The founder has fallen into the paradox of consulting revenue. While well-meaning advisors will often tell founders that “all revenue is good,” the reality is that when it comes to fundraising not all revenue is created equally.
Predicting Future Business
The problem with consulting revenue, from a potential investor’s standpoint, is that it doesn’t necessarily tell us much about the business that the founder is trying to create, even if the consulting work is in the same space. Consider the following example:
A founder of a marketing automation startup generates early revenue by doing content marketing consulting for several companies.
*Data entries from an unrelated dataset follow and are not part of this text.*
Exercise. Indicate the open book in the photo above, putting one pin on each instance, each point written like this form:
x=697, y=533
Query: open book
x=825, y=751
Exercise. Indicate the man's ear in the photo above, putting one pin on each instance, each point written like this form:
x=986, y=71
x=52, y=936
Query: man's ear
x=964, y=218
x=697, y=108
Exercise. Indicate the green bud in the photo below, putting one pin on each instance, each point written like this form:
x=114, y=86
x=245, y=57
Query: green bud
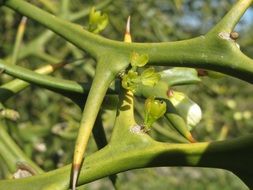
x=154, y=109
x=187, y=109
x=130, y=80
x=9, y=114
x=149, y=77
x=215, y=75
x=97, y=21
x=138, y=60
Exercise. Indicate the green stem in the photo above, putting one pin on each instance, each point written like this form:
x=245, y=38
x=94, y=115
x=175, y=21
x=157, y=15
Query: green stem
x=208, y=52
x=229, y=154
x=19, y=38
x=12, y=154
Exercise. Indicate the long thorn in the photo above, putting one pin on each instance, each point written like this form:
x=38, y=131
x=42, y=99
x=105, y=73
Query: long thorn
x=75, y=174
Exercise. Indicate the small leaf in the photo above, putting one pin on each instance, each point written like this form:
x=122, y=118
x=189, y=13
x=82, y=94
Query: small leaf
x=180, y=76
x=149, y=77
x=131, y=80
x=138, y=60
x=9, y=114
x=154, y=109
x=188, y=109
x=97, y=21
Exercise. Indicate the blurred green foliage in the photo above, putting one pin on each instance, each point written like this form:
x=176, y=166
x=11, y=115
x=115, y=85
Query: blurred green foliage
x=48, y=123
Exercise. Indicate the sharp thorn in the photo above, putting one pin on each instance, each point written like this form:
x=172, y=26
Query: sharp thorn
x=75, y=173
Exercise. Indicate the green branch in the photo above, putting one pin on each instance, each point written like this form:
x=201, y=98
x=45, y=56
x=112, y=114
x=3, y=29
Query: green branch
x=208, y=52
x=126, y=155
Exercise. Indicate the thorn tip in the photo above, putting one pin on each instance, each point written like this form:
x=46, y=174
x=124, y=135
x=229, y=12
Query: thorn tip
x=128, y=25
x=75, y=174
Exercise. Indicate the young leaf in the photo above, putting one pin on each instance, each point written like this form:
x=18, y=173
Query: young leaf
x=131, y=80
x=149, y=77
x=188, y=109
x=97, y=21
x=138, y=60
x=154, y=109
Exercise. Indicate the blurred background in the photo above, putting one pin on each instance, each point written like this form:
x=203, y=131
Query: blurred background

Her rationale, beyond just generating revenue, is that it would let her see first-hand the challenges that real companies face in the content marketing space and provide a funnel for early beta testers and (hopefully) customers. Perhaps she’s even generating $10K or $20K per month in revenue, yet when it comes time to fundraise, potential investors don’t seem to care. Why not?
Here’s what consulting revenue tells us:
- The founder is knowledgeable about the space
- The founder is able to sell (very important for potential investors!)
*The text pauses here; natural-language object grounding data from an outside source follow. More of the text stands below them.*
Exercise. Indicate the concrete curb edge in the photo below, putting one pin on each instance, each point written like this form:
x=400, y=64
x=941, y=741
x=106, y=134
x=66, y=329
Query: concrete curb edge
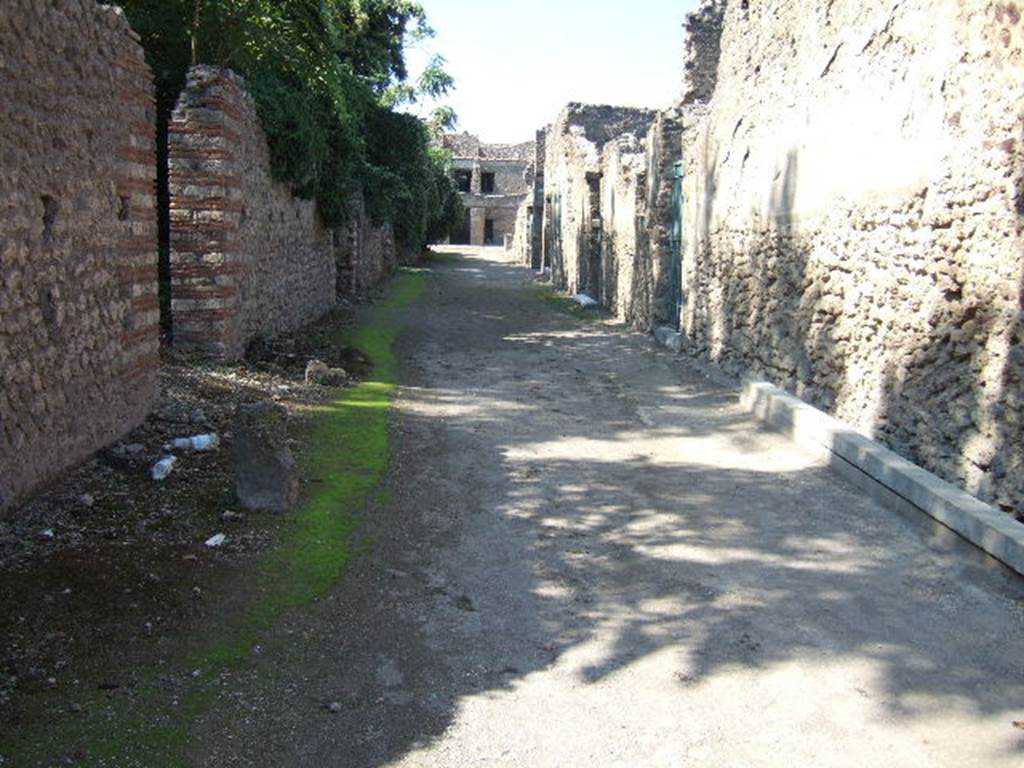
x=980, y=523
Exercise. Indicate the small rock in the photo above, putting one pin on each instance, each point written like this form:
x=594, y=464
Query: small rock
x=163, y=468
x=318, y=373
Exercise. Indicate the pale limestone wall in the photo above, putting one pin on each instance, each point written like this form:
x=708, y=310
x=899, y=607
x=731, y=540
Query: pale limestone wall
x=855, y=205
x=248, y=258
x=365, y=254
x=79, y=313
x=572, y=167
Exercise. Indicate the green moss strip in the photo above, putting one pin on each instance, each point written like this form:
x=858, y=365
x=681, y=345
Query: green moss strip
x=348, y=454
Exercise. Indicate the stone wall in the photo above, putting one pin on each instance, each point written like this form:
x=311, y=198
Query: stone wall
x=638, y=173
x=572, y=213
x=508, y=165
x=248, y=258
x=704, y=37
x=365, y=254
x=79, y=312
x=854, y=222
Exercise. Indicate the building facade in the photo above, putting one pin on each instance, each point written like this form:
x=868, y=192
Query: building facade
x=494, y=179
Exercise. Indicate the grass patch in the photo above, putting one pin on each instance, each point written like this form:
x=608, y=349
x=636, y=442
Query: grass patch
x=148, y=723
x=566, y=305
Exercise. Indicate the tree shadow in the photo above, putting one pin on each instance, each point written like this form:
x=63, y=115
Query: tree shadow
x=565, y=499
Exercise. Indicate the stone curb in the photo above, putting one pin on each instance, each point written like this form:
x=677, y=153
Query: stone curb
x=983, y=525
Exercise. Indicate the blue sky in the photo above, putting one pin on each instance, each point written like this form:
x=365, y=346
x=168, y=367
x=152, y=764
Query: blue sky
x=517, y=62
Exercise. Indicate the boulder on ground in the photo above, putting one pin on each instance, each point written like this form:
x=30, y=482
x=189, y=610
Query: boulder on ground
x=266, y=475
x=318, y=373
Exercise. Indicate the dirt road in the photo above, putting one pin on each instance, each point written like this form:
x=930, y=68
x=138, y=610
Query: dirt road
x=587, y=555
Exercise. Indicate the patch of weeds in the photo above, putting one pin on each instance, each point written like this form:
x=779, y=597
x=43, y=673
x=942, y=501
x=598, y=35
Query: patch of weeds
x=146, y=720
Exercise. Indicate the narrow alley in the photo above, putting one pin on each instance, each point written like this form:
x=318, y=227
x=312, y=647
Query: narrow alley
x=587, y=554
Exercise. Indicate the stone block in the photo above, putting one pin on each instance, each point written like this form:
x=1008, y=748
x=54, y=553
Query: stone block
x=266, y=475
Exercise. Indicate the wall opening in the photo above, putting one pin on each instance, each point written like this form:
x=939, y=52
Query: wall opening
x=50, y=210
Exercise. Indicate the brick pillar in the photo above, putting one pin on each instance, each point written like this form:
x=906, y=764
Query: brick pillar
x=206, y=211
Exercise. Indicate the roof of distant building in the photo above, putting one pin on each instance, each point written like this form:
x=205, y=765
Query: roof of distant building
x=466, y=145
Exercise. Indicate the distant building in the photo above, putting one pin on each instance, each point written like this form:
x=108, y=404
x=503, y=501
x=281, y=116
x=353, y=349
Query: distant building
x=494, y=179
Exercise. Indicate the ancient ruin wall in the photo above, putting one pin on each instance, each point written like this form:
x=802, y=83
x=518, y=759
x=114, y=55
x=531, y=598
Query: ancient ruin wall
x=572, y=227
x=704, y=38
x=366, y=254
x=855, y=222
x=625, y=272
x=248, y=258
x=79, y=312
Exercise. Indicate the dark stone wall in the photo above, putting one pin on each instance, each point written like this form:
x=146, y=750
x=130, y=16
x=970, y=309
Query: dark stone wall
x=79, y=313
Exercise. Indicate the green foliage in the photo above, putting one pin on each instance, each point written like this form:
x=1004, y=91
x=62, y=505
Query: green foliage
x=326, y=76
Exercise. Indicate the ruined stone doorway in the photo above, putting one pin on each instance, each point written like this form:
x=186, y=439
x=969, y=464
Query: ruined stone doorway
x=675, y=293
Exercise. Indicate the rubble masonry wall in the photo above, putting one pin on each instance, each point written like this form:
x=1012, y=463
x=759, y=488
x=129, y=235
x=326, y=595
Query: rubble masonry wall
x=854, y=222
x=248, y=258
x=79, y=313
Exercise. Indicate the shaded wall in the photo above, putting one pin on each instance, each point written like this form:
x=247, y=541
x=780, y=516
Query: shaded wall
x=79, y=312
x=365, y=253
x=854, y=222
x=248, y=258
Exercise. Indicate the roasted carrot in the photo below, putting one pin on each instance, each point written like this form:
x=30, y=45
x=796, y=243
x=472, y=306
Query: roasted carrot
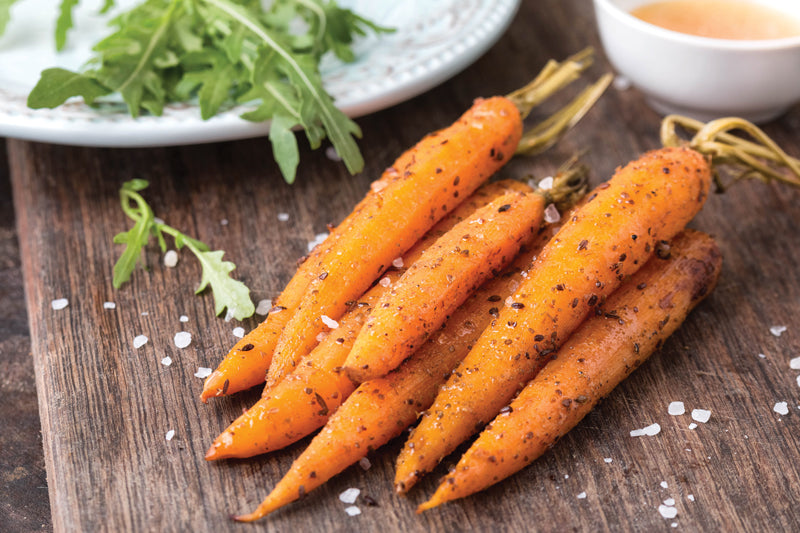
x=446, y=167
x=302, y=402
x=382, y=408
x=608, y=239
x=635, y=321
x=436, y=285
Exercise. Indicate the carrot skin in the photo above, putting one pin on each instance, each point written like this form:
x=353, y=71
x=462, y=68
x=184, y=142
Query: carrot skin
x=638, y=317
x=302, y=402
x=607, y=240
x=433, y=287
x=445, y=168
x=382, y=408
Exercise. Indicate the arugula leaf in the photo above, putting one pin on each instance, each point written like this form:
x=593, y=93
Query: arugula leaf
x=136, y=238
x=228, y=292
x=56, y=85
x=64, y=22
x=223, y=52
x=5, y=13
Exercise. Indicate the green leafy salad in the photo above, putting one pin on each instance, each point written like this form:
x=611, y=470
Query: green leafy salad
x=221, y=53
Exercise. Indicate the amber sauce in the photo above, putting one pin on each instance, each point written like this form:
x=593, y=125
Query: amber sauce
x=720, y=19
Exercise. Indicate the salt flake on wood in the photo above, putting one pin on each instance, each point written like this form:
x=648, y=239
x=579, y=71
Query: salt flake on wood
x=182, y=339
x=352, y=510
x=59, y=304
x=782, y=408
x=777, y=330
x=350, y=495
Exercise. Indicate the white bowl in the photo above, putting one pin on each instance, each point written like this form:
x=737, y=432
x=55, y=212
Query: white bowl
x=698, y=76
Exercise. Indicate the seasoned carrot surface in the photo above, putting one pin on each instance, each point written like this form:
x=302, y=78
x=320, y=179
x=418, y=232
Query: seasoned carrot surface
x=382, y=408
x=302, y=402
x=607, y=240
x=445, y=167
x=458, y=263
x=633, y=323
- There is a market for content marketing consulting
What it doesn’t tell us is whether or not there’s a market for the marketing automation software itself.
Worse yet, it may raise concerns about the founder’s focus:
- Is she spending enough time on the core business?
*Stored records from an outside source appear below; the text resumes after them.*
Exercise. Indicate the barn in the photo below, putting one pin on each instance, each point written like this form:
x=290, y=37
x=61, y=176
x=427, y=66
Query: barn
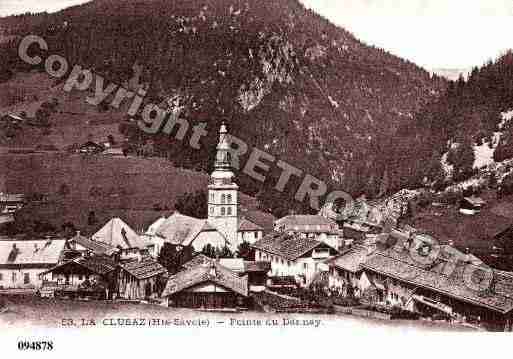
x=209, y=286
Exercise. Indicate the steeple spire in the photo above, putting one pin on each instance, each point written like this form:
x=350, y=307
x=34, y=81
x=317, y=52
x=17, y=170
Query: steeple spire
x=223, y=161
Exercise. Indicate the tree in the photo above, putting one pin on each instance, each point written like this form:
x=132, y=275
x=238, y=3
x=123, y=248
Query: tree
x=462, y=158
x=91, y=218
x=193, y=204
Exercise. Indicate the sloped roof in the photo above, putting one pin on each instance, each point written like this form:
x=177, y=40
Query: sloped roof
x=263, y=219
x=97, y=264
x=289, y=246
x=351, y=259
x=396, y=263
x=462, y=230
x=117, y=233
x=153, y=228
x=245, y=225
x=94, y=246
x=182, y=229
x=252, y=266
x=305, y=219
x=31, y=253
x=475, y=201
x=146, y=268
x=237, y=265
x=208, y=272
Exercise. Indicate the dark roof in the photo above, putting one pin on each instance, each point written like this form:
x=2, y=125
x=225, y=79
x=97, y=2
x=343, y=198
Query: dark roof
x=29, y=253
x=305, y=219
x=289, y=246
x=146, y=268
x=396, y=262
x=207, y=272
x=94, y=246
x=97, y=264
x=262, y=219
x=351, y=259
x=245, y=225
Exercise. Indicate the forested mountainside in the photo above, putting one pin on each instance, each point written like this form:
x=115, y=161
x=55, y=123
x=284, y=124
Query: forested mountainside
x=471, y=119
x=285, y=79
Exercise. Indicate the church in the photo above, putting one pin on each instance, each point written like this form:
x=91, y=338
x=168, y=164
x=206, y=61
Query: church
x=224, y=226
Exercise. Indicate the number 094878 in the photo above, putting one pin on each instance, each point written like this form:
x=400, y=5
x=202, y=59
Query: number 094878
x=35, y=345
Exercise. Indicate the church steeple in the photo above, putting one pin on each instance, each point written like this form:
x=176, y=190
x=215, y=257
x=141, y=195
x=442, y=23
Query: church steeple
x=223, y=173
x=223, y=201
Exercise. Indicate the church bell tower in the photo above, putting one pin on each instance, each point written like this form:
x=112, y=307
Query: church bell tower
x=223, y=199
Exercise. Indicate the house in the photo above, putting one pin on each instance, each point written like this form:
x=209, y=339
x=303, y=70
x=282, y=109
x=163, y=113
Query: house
x=207, y=285
x=84, y=245
x=90, y=148
x=183, y=230
x=116, y=233
x=249, y=231
x=454, y=285
x=294, y=255
x=255, y=271
x=140, y=278
x=313, y=226
x=22, y=261
x=471, y=205
x=345, y=271
x=10, y=203
x=82, y=276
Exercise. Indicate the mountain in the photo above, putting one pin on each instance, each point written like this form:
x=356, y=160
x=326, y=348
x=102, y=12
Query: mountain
x=285, y=79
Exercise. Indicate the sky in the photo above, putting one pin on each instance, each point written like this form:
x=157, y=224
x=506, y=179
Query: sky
x=446, y=34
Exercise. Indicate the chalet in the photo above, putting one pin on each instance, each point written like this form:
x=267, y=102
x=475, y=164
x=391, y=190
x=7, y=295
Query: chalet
x=293, y=255
x=88, y=246
x=21, y=262
x=317, y=227
x=345, y=271
x=118, y=234
x=140, y=278
x=84, y=276
x=471, y=205
x=453, y=285
x=255, y=271
x=207, y=285
x=224, y=226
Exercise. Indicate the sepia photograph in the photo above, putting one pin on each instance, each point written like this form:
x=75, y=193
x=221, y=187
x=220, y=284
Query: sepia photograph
x=302, y=167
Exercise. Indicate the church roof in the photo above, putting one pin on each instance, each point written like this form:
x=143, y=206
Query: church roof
x=117, y=233
x=245, y=225
x=207, y=272
x=182, y=229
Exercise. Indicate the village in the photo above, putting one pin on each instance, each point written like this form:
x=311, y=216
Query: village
x=357, y=262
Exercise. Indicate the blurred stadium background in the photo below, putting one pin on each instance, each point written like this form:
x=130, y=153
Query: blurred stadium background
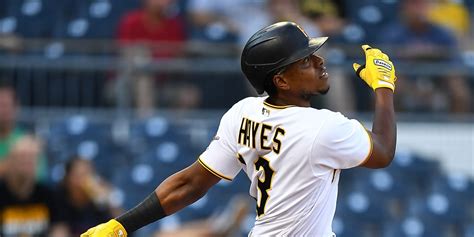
x=137, y=87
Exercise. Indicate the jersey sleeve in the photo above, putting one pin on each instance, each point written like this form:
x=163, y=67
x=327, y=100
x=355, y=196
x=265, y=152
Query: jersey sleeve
x=342, y=143
x=220, y=158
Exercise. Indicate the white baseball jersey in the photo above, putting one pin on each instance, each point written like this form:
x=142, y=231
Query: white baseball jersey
x=293, y=157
- Is she going to get “addicted” to the consulting revenue?
When all is said and done, one big question remains: can she actually turn the consulting revenue into product revenue?
How to Frame Consulting Revenue
This is not to say that our founder should hide her consulting revenue (or not pursue it in the first place), but within the context of a fundraising pitch it’s essential that the revenue be framed correctly. Specifically, consulting revenue should be presented as a means to an end and it should never be misrepresented as product revenue.
Consider the following two charts:
While both charts show the same revenue from October through March, the chart on the left omits any indication that the revenue is from consulting. By contrast, the chart on the right explicitly calls it out as consulting revenue. Better yet, it adds projected product revenue and an eventual decline in consulting revenue in order to preempt the obvious question of “when do you expect to transition from consulting revenue to product revenue?” and prompt a conversation on the topic.
It’s very tempting to “hide” the fact that early revenue is from consulting in order to make things look better, but any remotely experienced investor will figure out the truth with a few simple questions. Not only is there literally nothing to be gained from this charade, but taking this approach will negatively impact your fundraising efforts, as the first impression they will have is of a founder who intentionally misleads investors on revenue — not a good thing!
Be Proud But Honest
All other things equal, a startup that has any revenue (even consulting revenue) is in a stronger position to fundraise than one that does not, if only for the insights it provides about the founder’s knowledge of the space and their ability to sell. However, it’s essential that non-product revenue be presented to potential investors for what it is and you must be prepared to answer questions about how/when/if you will transition away from consulting revenue, when you expect to begin making product revenue, etc.
Remember that investors are trying to understand the business you’re pitching them, so unless your goal is to create a consulting company, then be sure you’re prepared to answer questions about your consulting revenue head-on.